Why is temporal locality statistically indistinguishable from content-only? Based on informal interviews, we purport the cause of these poor ratings is temporal locality’s tendency to build relationships that exhibit post-hoc errors: the fallacy of believing that temporal succession implies a causal relation.

For example, U16 was a CAD user that only worked on a handful of ﬁles for most of the tracing period (a design she was working on). The temporal locality algorithm caused these ﬁles to form supernodes in the relation graph; every other ﬁle was related to them. Under results generated by the temporal locality algorithm, each of her queries included her CAD ﬁles bubbled to the top of the results list. U9 was mostly working on his dissertation and every ﬁle, as well as some of his music, was lightly related to each other. The temporal locality algorithm created a relation graph with 21,376 links with geometric mean weight of 1.48 (σ_l=0.688); the causality algorithm, an order of magnitude fewer, with 1,345 links and a geometric mean weight of 9.79 (σ_l=1.512). In his case, it appears that the temporal algorithm naïvely creates many lightly-weighted superﬂuous relations compared with the causality algorithm.

A user’s work habits will affect the utility of provenance analysis techniques. Temporal locality’s tendency to generate large numbers of lightweight false-positive relationships can be detrimental in many cases, making more conservative techniques such as causality more broadly applicable.

The random reordering shares equivalent precision and recall values as content-only search, but is rated about 35.7% worse on average. We expect a random ordering to do phenomenally worse, but hypothesize that personal search tools are still in their infancy. That is, attention in the research community has been placed on web search, and only recently has desktop search become a priority. There is appreciable room for improvement. It may also be that users are simply content with having their desired result on the ﬁrst page and are apathetic to each result’s relative ordering within that page. More work is required to understand a user’s perception of search orderings.

We further analyze any interactions between other covariates such as the demographics of participants or user features (e.g., size of disk, number of ﬁles, folder depth). Weﬁnd these covariates either to be statistically insigniﬁcant or to overﬁt our model.

5.3 Performance

Our results indicate that our causality algorithm increases user satisfaction of personal ﬁle search. However, such a system is only effective if minimum additional system resources are required for building, storing, and traversing the relation graph created by this algorithm. We eschew discussion of content indexing overheads as these are already known [16].

5.3.1 Tracing Performance

We measure the impact building the relation graph has on foreground performance with the Postmark synthetic benchmark [13]. Postmark is designed to measure ﬁle system performance in small-ﬁle Internet server applications such as email servers. It creates a large set of continually changing ﬁles, measuring the transaction rates for a workload of many small reads, writes, and deletes. While not representative of real user activity in desktop systems, Postmark represents a particularly harsh setup for our collection daemon: many read and write events to a multitude of ﬁles inside a single process. Essentially, Postmark’s workload creates a densely-connected relation graph.

pict

Figure 8:

(a) Comparison of running 5 trials of the Postmark synthetic benchmark with and without tracing on. (b) c.d.f. of transaction times for a single Postmark run when tracing is on or off.
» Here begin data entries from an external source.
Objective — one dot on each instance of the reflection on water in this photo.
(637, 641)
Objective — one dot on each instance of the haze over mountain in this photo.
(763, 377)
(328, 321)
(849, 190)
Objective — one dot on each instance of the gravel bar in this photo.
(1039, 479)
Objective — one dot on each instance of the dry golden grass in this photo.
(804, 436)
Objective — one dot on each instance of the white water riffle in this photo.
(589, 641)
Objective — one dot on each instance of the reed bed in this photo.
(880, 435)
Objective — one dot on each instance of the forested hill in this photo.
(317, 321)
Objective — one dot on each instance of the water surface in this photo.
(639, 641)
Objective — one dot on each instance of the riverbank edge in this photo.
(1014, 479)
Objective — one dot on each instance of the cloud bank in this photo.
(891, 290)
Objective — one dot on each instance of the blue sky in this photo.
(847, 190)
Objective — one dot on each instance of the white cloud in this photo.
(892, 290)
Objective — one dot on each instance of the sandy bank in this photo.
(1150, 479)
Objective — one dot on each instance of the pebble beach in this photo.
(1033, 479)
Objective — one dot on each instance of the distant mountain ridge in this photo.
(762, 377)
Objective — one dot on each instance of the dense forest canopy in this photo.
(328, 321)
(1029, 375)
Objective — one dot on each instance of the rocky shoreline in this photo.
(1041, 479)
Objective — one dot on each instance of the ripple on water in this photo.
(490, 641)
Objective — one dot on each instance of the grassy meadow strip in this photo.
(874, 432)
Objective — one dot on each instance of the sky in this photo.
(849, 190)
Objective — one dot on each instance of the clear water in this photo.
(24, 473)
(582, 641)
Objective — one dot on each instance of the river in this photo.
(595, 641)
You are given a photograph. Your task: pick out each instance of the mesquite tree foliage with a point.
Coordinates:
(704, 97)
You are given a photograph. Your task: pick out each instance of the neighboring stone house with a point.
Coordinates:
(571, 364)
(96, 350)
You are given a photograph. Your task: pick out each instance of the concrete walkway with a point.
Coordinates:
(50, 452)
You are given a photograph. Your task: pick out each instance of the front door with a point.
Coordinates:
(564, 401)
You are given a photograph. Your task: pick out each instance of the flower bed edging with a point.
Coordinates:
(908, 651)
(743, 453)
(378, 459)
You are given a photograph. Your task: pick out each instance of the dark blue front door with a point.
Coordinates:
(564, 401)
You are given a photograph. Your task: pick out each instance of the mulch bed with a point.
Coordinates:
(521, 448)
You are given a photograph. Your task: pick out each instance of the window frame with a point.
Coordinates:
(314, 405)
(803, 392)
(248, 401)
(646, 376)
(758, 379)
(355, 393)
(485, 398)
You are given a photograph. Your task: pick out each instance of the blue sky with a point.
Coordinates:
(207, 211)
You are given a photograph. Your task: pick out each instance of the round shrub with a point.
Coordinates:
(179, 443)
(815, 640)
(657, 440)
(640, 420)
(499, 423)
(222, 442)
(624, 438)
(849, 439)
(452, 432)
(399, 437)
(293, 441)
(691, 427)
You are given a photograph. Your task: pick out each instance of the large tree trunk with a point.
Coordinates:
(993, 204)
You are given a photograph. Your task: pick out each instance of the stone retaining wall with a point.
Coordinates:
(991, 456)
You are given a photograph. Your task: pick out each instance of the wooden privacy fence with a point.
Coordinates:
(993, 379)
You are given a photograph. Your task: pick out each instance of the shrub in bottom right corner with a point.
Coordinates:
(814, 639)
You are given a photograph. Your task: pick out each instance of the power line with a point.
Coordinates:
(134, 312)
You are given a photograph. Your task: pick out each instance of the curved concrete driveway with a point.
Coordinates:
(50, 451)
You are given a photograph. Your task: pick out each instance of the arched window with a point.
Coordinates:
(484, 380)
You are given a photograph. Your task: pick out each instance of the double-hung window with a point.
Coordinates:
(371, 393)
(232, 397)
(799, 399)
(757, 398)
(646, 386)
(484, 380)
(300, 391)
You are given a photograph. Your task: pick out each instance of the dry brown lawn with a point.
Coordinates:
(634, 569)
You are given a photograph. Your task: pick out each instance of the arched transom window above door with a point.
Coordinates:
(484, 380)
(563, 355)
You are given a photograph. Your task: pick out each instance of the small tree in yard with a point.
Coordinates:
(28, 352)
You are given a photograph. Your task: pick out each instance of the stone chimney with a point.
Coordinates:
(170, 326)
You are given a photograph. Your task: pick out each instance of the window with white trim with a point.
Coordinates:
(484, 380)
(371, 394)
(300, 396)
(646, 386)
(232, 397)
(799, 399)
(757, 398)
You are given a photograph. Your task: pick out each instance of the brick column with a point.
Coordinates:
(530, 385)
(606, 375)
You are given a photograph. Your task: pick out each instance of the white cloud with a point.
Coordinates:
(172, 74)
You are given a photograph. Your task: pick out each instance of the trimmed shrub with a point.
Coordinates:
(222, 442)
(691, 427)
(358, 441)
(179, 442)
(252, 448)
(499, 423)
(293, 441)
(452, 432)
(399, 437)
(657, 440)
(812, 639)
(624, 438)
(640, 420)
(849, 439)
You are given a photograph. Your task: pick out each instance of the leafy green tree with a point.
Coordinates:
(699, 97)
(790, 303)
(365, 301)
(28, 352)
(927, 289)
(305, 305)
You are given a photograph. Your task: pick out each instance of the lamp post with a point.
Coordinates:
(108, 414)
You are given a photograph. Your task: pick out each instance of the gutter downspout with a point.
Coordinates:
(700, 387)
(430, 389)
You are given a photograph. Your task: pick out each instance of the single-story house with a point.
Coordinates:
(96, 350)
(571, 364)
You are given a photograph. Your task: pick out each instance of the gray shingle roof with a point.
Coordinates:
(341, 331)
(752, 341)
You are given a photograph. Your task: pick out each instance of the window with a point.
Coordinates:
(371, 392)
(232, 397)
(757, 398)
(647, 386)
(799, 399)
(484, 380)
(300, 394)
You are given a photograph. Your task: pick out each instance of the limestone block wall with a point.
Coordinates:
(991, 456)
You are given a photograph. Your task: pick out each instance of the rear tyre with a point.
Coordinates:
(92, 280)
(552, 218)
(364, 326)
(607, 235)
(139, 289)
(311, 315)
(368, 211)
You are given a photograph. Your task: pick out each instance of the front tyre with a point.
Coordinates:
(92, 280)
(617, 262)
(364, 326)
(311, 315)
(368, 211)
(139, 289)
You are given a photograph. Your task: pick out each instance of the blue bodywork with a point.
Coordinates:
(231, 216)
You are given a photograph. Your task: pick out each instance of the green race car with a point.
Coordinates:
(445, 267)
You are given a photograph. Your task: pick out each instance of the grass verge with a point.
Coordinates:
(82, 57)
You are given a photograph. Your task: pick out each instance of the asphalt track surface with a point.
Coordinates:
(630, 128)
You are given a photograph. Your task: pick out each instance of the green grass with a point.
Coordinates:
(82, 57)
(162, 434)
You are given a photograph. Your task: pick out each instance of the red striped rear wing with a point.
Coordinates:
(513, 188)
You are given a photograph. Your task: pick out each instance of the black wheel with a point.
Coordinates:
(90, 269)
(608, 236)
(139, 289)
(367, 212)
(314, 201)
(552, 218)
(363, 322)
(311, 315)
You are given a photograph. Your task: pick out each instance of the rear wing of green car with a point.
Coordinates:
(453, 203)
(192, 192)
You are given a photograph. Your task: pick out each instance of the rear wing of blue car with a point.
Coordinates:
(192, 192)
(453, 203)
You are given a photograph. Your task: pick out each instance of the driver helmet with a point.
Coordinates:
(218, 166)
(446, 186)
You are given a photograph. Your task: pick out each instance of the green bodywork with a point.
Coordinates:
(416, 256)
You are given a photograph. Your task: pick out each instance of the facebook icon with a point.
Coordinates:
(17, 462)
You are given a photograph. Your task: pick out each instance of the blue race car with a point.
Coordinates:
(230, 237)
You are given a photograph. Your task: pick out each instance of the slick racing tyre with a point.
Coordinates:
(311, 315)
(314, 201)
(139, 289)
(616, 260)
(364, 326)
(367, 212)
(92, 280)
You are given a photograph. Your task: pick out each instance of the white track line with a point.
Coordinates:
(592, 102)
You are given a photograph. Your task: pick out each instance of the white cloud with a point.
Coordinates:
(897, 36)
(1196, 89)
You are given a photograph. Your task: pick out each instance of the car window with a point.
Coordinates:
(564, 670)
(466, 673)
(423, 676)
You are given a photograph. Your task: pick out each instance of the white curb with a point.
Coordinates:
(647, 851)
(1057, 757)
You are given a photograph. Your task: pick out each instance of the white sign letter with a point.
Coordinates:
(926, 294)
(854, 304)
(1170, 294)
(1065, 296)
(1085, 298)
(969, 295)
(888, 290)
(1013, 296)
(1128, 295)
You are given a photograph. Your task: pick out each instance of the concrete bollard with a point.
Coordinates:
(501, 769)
We run 5 trials of Postmark, with and without tracing, with 50,000 transactions and 10,000 simultaneous ﬁles on an IBM Thinkpad X24 laptop with a 1.13 GHz Pentium III-M CPU and 640 MB of RAM, a modest machine by today’s standards. The results are shown in Figure 8(a). Under tracing, Postmark runs between 7.0% and 13.6% slower (95% conf. int.; t₈=7.211,p<0.001). Figure 8(b) shows a c.d.f. of Postmark’s transaction times with and without tracing across a single run. There is a relatively constant attenuation under tracing, which reﬂects the IPC overhead of our collection daemon and the additional disk utilization due to relation graph updates. This additional slowdown caused by relation graph construction is in line with other Win32 tracing and logging systems [15].

5.3.2 Space Requirements

pict

Figure 9:

Relation graph growth curve for U3, the heaviest user.

We examine the additional space required by our relation graphs. During the user study, the tool logged the size of each relation graph every 15 minutes. Figure 9 shows relation graph growth over time for the heaviest user in our sample, U3. Each relation graph grows linearly (r² = 0.861 and r² = 0.881 for causality and temporal locality, respectively). While the worst case graph growth is O(F²), where F is the number of ﬁles on a user’s system, these graphs are generally very spare: most ﬁles only have relationships to a handful of other ﬁles as a user’s working set at any given time is very small. In one year, we expect the causality relation graph for U3 to grow to about 44 MB; in ﬁve years, 220 MB. This is paltry compared to the size of modern disks and represents an exceedingly small fraction of the user’s working set. These results suggest that relation graph size isn’t an obstacle.

5.3.3 Search Performance

The time to answer a query must be within reasonable bounds for users to ﬁnd the system usable. In our implementation (§4), we bound the context-enhancing phase to a maximum of 5 seconds.

pict

Figure 10:

c.d.f. of content-only phase, context-enhancing phase, and combined wall clock times for queries issued during the user study.

For every query issued during the user study, we log the elapsed wall clock time in the content-only and context-enhancing phases. Figure 10 shows these results. Half of all queries are answered within 0.8 seconds, three-quarters within 2.8 seconds, but there is a heavy tail. The context-enhancing phase takes about 67% of the entire search process on average. We believe these current search times are within acceptable limits.

pict

Figure 11:

For queries issued during a 6-month trace of the author’s system: the time spent loading the relation graph and the execution time of the basic BFS algorithm against the number of edges in the relation graph. (5 trials per query; standard deviations were within 2% of the mean for each data point.)

Recall that the context-enhancing phase consists of two distinct subphases: ﬁrst, the loading of the relation graph, followed by execution of the basic BFS algorithm (§3.2). To understand the performance impact of these subphases, previous queries issued by the author were re-executed, for 5 trials each under a cold cache, with the relation graph from a 6-month trace. Figure 11 shows the time spent for each query based on the number of edges from the relation graph loaded for that query. For non-empty graphs, loading the relation graph took, on average, between 3.6% and 49.9% longer (95% conf. int.) than the basic BFS subphase (paired t₁₅ = -2.470,p=0.026).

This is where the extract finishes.